FAQ about Cardless ID
Please ask me more!
I’ve received a few questions about how Cardless ID works, and I’m sure I will receive many more. This is a first pass at answering them.
First, there's a new and better version of the demo online, so please visit cardlessid.org to see the latest.
Your Questions Answered
I know you're not going to store that selfie and photo ID because "trust me, bro"? That sounds like a privacy nightmare in and of itself.
This is a legitimate concern, and for the near term, the answer is "trust me, bro." But it points to why we created this as a nonprofit in the first place. We want to signal in as many ways as possible that we’re not in this for the money. As the platform becomes more well-known, my hope is that people will have more trust.
What do you plan to do about AI-generated selfies or other methods of deception to get an arbitrary number of accounts?
One thing that’s not obvious from the site is that we won’t be doing the verification ourselves. Instead, we will partner with identity verification companies who specialize in this. There are more than a dozen of them that I have personally investigated and am now testing prototypes. In addition, Google has an identity verification tool they already use with some of their products.
So I don’t have a definitive answer to this question, but I’m sure these companies spend a lot of time thinking about it. Many of their customers are large financial institutions that need it to comply with “know your customer” and anti-money laundering laws (known in the trade as KYC/AML).
The state laws requiring age verification generally refer to “commercially feasible” technologies, not NSA-level security. We don’t pretend to be the perfect solution, just a compliant one.
Do you believe a selfie is the state of the art for online ID verification?
There are a few approaches I’ve looked at, but for most applications, this is sufficient. OnlyFans uses this same approach as a precursor to sending more than $5 billion worth of payouts annually to their creators.
Who would validate potentially hundreds of millions of users, and how exactly?
This is already being done by Xvideos in France using commercial technology. Scalability is always a challenge, so I don’t want to hand-wave, but I’ve launched multiple tech companies that had to handle millions of transactions per day. I’m familiar with what that’s like and believe this is a solvable problem.
How do you plan to conform to various privacy laws around the world, especially in the EU?
Part of the reason Cardless ID exists is to be the single source of truth on these issues. Currently, every single site has to learn all this themselves. We allow them to outsource most of that.
That said, the EU is already well on the path to making it easy. They have a well-specified definition for digital wallets, and several countries are expected to roll it out in 2026.

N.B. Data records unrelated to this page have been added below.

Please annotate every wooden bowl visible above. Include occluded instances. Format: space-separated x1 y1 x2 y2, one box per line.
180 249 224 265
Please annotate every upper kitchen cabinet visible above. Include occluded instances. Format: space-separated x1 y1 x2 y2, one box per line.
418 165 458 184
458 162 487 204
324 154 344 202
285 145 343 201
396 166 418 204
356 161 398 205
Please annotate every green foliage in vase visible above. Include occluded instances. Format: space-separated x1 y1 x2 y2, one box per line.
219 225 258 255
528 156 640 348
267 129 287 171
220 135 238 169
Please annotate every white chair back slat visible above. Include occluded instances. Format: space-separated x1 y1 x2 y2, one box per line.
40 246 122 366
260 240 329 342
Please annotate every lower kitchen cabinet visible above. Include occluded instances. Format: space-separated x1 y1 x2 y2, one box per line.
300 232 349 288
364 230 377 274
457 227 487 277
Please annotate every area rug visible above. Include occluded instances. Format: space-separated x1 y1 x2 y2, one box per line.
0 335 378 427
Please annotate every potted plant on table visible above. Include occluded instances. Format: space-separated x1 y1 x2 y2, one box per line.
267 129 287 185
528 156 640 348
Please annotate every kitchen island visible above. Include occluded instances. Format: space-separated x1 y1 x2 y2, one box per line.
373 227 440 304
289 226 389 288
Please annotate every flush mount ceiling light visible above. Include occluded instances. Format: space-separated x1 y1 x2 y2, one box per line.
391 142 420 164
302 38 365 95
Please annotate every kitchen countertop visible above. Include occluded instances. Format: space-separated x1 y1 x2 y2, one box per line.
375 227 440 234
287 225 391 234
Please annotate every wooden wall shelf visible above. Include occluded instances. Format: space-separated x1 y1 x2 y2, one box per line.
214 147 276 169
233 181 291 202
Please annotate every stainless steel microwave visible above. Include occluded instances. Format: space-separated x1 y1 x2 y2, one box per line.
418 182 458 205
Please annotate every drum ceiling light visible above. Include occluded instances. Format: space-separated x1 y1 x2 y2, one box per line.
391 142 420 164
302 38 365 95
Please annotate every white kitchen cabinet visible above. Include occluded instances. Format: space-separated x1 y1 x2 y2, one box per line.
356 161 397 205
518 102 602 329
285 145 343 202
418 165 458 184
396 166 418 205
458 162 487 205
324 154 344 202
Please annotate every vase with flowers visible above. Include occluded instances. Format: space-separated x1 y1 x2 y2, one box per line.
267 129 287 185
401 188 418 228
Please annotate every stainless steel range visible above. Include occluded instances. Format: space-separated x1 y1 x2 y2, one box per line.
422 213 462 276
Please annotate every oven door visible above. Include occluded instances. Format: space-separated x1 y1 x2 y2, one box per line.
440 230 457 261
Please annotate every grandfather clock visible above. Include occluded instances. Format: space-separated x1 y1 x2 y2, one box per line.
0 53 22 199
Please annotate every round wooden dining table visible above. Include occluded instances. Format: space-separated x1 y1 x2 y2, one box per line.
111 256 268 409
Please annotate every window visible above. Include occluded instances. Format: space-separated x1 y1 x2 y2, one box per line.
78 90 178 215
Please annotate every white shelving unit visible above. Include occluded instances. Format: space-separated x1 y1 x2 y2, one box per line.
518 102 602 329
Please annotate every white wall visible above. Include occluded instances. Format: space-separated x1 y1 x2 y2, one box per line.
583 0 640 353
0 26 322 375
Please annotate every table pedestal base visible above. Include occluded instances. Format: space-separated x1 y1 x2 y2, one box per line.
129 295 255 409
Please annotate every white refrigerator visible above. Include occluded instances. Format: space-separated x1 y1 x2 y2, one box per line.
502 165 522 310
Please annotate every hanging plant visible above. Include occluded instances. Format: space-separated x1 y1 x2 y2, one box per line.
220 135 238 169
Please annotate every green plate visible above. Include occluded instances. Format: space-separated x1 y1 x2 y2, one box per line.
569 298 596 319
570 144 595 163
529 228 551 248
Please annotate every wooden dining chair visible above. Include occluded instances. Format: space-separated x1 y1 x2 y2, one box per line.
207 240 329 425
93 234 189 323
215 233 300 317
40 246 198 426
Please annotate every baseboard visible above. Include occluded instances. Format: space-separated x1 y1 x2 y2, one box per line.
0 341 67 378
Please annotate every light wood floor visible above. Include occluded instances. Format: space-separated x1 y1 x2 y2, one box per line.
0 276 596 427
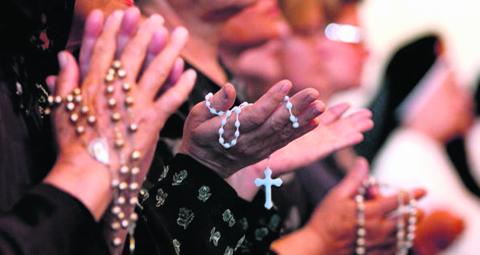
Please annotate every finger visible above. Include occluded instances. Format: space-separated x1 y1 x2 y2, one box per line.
240 80 290 133
351 110 374 133
365 189 426 217
89 10 123 81
320 103 350 125
45 75 57 95
251 89 325 136
116 7 141 59
253 98 325 153
143 29 170 74
155 69 197 125
120 14 167 83
190 83 236 130
335 157 368 198
53 51 80 97
139 27 188 99
80 10 103 79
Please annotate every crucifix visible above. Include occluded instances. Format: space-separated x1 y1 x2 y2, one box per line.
255 166 282 210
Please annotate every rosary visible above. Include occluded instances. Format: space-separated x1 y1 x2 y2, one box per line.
205 93 299 210
45 60 142 254
355 177 417 255
205 93 417 255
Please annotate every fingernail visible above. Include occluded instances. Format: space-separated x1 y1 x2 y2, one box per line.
149 14 164 24
187 69 197 80
282 81 292 94
58 51 68 69
172 27 188 41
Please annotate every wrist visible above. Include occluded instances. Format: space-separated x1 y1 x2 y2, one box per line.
43 151 112 221
270 226 327 255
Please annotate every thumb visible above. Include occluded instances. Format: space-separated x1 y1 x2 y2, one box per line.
52 51 80 97
336 157 368 198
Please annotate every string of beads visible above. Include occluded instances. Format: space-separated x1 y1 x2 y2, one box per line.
355 177 417 255
45 60 142 254
205 93 299 149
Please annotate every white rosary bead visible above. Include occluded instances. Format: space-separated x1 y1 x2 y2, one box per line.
354 177 417 255
283 96 300 128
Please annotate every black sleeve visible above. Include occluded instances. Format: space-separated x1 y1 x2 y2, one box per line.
0 184 108 255
138 154 281 255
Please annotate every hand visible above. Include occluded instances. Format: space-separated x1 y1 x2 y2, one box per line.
413 211 465 255
272 159 425 255
180 81 325 178
227 103 373 200
45 8 195 220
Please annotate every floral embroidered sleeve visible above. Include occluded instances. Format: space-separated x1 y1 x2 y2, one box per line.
141 154 282 255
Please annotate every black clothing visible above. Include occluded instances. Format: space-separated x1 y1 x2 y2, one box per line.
0 0 108 255
133 63 282 255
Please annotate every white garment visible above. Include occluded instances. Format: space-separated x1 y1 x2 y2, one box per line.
372 128 480 255
465 118 480 185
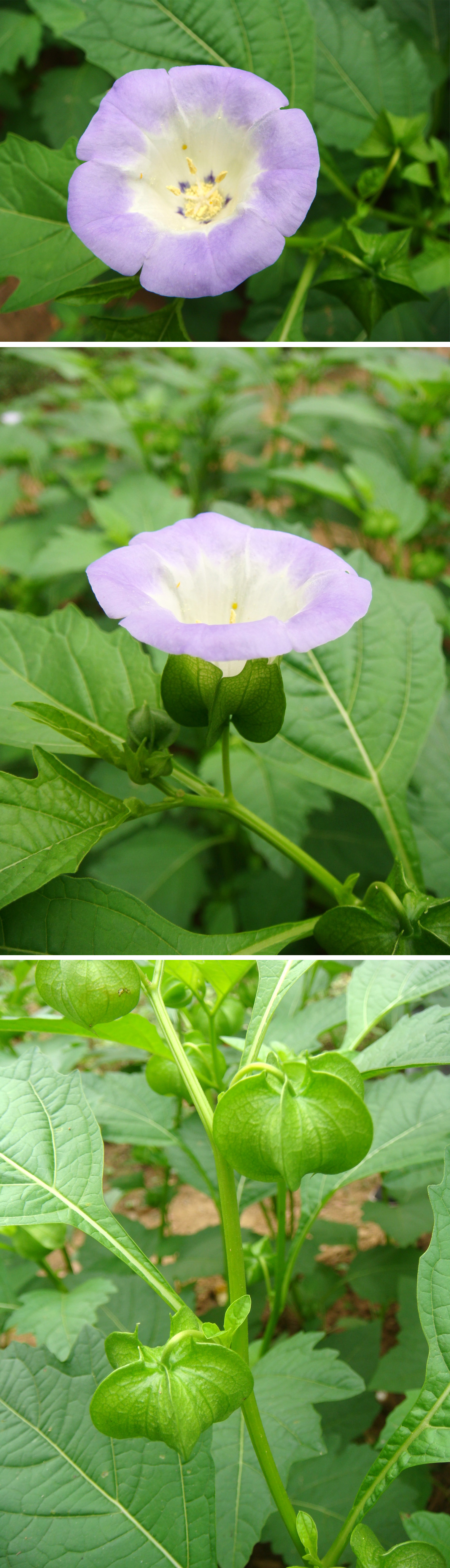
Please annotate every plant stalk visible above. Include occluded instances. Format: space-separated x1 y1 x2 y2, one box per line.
223 721 234 800
168 765 353 905
213 1145 304 1548
274 251 320 344
260 1181 285 1356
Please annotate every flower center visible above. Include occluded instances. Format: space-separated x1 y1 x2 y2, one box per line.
166 149 230 223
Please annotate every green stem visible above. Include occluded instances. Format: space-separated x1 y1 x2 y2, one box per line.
209 1013 223 1090
213 1145 304 1546
139 958 213 1140
223 723 234 800
260 1181 285 1356
168 767 353 905
176 300 191 344
241 1394 301 1551
41 1257 67 1295
281 1193 326 1309
368 883 412 936
274 251 320 344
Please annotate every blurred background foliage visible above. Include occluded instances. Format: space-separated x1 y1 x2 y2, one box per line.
0 345 450 950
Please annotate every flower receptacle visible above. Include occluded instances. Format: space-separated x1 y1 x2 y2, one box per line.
161 654 285 748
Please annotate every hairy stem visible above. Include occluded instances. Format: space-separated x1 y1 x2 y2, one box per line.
209 1013 223 1090
213 1145 304 1546
168 764 354 903
260 1181 285 1356
223 723 232 800
274 252 320 344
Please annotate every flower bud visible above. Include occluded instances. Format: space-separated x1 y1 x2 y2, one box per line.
213 1050 373 1192
161 654 285 746
91 1297 252 1460
36 958 141 1029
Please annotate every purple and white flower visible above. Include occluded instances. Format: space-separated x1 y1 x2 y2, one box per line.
67 66 318 300
88 511 372 676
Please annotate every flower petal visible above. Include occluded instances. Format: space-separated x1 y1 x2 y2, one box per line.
67 160 154 274
169 66 289 125
88 513 372 663
248 108 320 235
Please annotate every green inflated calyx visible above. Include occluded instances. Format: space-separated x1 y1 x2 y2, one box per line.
161 654 285 746
124 702 179 784
350 1524 445 1568
146 1046 226 1105
213 1050 373 1192
36 958 141 1029
91 1295 252 1460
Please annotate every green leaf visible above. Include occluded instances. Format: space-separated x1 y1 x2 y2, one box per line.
401 1512 450 1568
315 905 411 955
240 958 314 1068
199 732 329 881
0 1048 179 1308
354 1151 450 1519
89 474 191 544
86 296 180 344
213 1333 362 1568
0 605 157 756
354 1003 450 1077
0 876 314 958
348 445 428 542
368 1275 427 1394
0 1330 216 1568
263 1433 431 1563
344 958 450 1060
409 235 449 293
301 1072 450 1217
0 746 134 908
0 133 104 314
268 558 442 884
314 0 430 147
165 958 252 1013
8 1275 116 1361
0 1013 163 1050
34 958 141 1029
0 11 42 75
270 463 361 516
24 0 314 115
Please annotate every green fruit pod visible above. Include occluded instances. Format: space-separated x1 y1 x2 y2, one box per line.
89 1334 252 1460
146 1057 188 1099
213 1050 373 1192
36 958 141 1029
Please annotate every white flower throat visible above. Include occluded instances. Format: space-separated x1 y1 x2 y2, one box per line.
168 153 230 223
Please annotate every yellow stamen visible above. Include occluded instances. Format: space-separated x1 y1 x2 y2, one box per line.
183 180 224 223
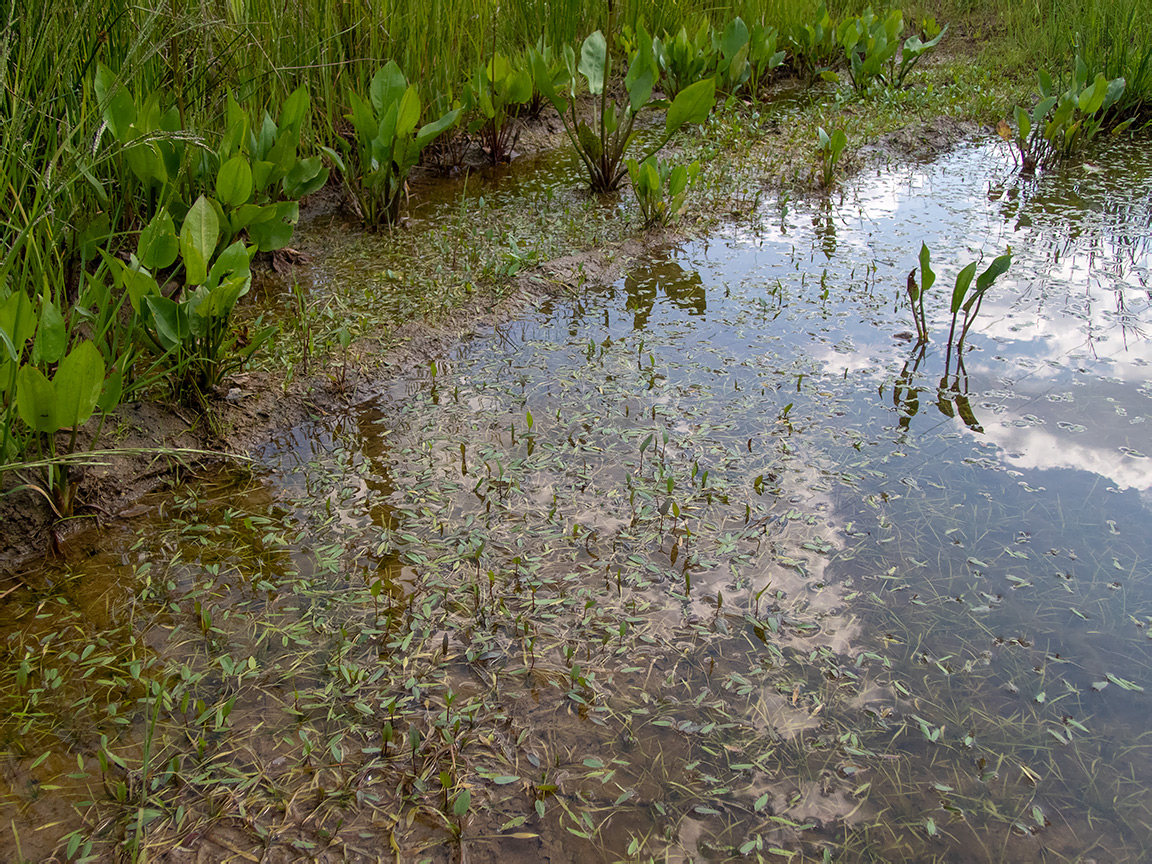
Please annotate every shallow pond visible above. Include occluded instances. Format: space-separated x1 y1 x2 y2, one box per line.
0 137 1152 862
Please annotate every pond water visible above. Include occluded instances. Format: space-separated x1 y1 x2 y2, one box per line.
0 142 1152 862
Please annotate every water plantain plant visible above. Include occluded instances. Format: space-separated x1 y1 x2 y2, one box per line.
208 88 333 252
788 2 841 82
816 126 848 189
999 56 1135 174
93 65 331 252
836 8 948 93
93 196 274 394
628 154 700 227
712 16 785 94
0 291 122 518
92 63 188 226
339 60 461 228
535 15 715 192
907 243 1011 347
463 53 533 165
652 22 715 98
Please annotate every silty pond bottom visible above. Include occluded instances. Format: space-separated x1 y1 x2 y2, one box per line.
0 143 1152 862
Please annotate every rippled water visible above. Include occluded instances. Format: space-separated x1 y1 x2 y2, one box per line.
5 135 1152 862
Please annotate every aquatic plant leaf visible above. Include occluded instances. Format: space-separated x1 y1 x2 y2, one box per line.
280 86 310 135
215 154 255 207
579 30 608 96
952 262 976 314
52 340 104 429
16 365 60 434
976 249 1011 294
180 195 220 285
416 108 461 150
0 291 36 359
136 207 180 270
664 78 717 137
32 300 68 364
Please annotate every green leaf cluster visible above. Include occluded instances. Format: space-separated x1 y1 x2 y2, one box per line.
340 60 461 227
816 126 848 189
1000 55 1135 173
628 153 700 227
462 53 533 165
836 7 948 93
531 16 715 192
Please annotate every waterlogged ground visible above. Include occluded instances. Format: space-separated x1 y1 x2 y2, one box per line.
0 138 1152 862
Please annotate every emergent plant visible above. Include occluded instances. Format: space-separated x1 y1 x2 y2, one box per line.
339 60 460 228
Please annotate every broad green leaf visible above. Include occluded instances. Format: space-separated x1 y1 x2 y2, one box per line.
206 238 254 286
217 154 255 207
144 295 190 351
395 86 422 138
1079 73 1108 115
369 60 408 114
624 24 659 114
530 48 568 115
52 340 104 429
282 156 328 200
346 91 380 141
252 159 276 194
720 15 749 62
507 69 532 105
952 262 976 314
32 300 68 364
920 243 935 295
136 207 180 270
664 78 717 136
280 86 309 135
416 108 460 151
0 290 36 353
16 365 60 434
579 30 608 96
976 251 1011 294
180 195 220 285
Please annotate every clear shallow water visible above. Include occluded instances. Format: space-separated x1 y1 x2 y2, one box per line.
7 143 1152 862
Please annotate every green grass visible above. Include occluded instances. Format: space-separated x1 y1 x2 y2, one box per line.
0 0 1152 488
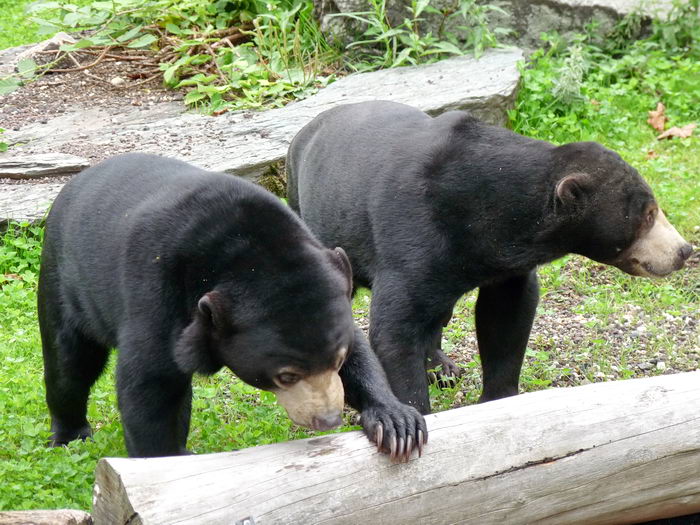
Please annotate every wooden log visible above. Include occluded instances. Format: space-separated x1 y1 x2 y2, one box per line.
93 371 700 525
0 509 92 525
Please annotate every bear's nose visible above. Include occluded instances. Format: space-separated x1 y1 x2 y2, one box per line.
679 242 693 261
312 411 343 430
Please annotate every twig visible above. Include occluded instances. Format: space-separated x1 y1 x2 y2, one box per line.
47 47 112 73
113 71 161 89
204 44 228 84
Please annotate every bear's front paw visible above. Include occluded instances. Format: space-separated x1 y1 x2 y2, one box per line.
360 401 428 462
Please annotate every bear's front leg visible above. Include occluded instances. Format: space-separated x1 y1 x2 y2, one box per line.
475 270 539 403
117 347 192 457
340 326 428 461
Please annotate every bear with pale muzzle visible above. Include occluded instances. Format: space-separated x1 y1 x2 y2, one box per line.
38 154 427 460
287 101 692 413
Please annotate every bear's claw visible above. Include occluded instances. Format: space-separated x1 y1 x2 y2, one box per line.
360 402 428 463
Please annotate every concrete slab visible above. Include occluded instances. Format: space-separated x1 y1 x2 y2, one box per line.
0 49 523 222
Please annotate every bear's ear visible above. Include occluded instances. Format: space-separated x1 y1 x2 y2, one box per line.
173 292 231 375
555 173 591 204
329 247 352 298
196 291 231 332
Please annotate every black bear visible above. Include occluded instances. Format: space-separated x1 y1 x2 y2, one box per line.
38 154 427 459
287 101 692 413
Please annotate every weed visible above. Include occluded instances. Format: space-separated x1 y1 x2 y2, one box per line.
331 0 501 71
0 128 9 153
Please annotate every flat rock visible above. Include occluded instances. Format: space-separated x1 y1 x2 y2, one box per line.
0 153 90 179
0 49 523 222
0 509 93 525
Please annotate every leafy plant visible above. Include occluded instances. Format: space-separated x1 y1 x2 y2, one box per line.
0 128 9 153
0 0 335 111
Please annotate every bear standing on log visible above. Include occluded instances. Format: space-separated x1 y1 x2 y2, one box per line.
287 101 692 414
38 154 427 460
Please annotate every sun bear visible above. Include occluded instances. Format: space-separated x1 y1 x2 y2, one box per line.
38 154 427 460
287 101 692 413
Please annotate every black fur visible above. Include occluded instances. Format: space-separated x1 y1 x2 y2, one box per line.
38 154 425 456
287 101 654 413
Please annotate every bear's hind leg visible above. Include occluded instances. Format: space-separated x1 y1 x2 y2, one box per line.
41 325 109 447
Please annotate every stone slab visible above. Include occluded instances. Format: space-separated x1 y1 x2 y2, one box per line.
314 0 688 51
0 49 523 222
0 509 93 525
0 153 90 179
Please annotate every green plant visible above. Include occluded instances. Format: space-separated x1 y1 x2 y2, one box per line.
0 0 336 112
333 0 502 70
0 128 9 153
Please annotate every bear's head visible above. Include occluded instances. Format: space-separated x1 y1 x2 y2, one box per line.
553 142 692 277
174 244 354 430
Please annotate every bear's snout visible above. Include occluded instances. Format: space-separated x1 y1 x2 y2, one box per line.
615 210 693 277
311 411 343 430
273 369 345 430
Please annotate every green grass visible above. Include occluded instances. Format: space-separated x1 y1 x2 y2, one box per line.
0 225 355 510
0 0 42 49
0 0 700 510
0 0 90 49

You say you are a non-profit; does that mean you don't incur any costs at all that you're not willing to absorb?
As mentioned above, the purpose of being a non-profit is to make it more trustworthy, but not just for users. The sites themselves also care a lot about privacy and security. They are already spending money on commercial solutions, so we are asking them to reallocate that funding toward a general-purpose solution serving all sites.
But we also want it to be free even for the smallest sites, so they don’t have excuses. From a game theoretical perspective, a free solution incentivizes the larger sites to report non-compliant peers to state authorities and to petition hosting platforms to de-platform them on the same grounds. (This has generally been their argument against the laws in the first place—that bad actors will ignore them.) The best way to get sites to comply is to make it very painful not to comply.
Even if your scheme was completely watertight and generally adopted, do you believe it to be a good idea to let any website ban a person from any other website, for life and for any reason they care to make up? Who would you go to if you thought your ban was unjustified?
This is a fair question, and I thank the asker for reading about that part.
In practice, I expect more granular policies to emerge, but it’s too soon to decide them in detail. However, I do want sites and creators to know that a complete ban is possible. There really are some psychos out there!
Your claim of providing "decentralized identity" looks bogus, and you're using the kinds of algorithms used for ACTUAL decentralized applications, like "zk proofs and blockchain queries," in a cargo-cult-like way to make this look like one as well (possibly deliberately deceptively), reminiscent of people using E2EE protocols without actually providing end-to-end encryption.
This person got a bit hostile with me in the comments section of Astral Codex Ten. As I tried to explain, the public-facing site is geared toward lay users who just want to know the basics. It’s not a technical specification.
I am not a cryptologist myself, but I’ve worked with various crypto technologies since 2017. In the 2000s, I worked on a startup seeking to commercialize Hashcash, which is the precursor to Bitcoin. (This came from working at an email marketing company and learning how spammers exploit protocols to evade filters. I’m old enough to remember when Paul Graham wasn’t a legendary VC, but just a smart guy who created a Bayesian spam filter.)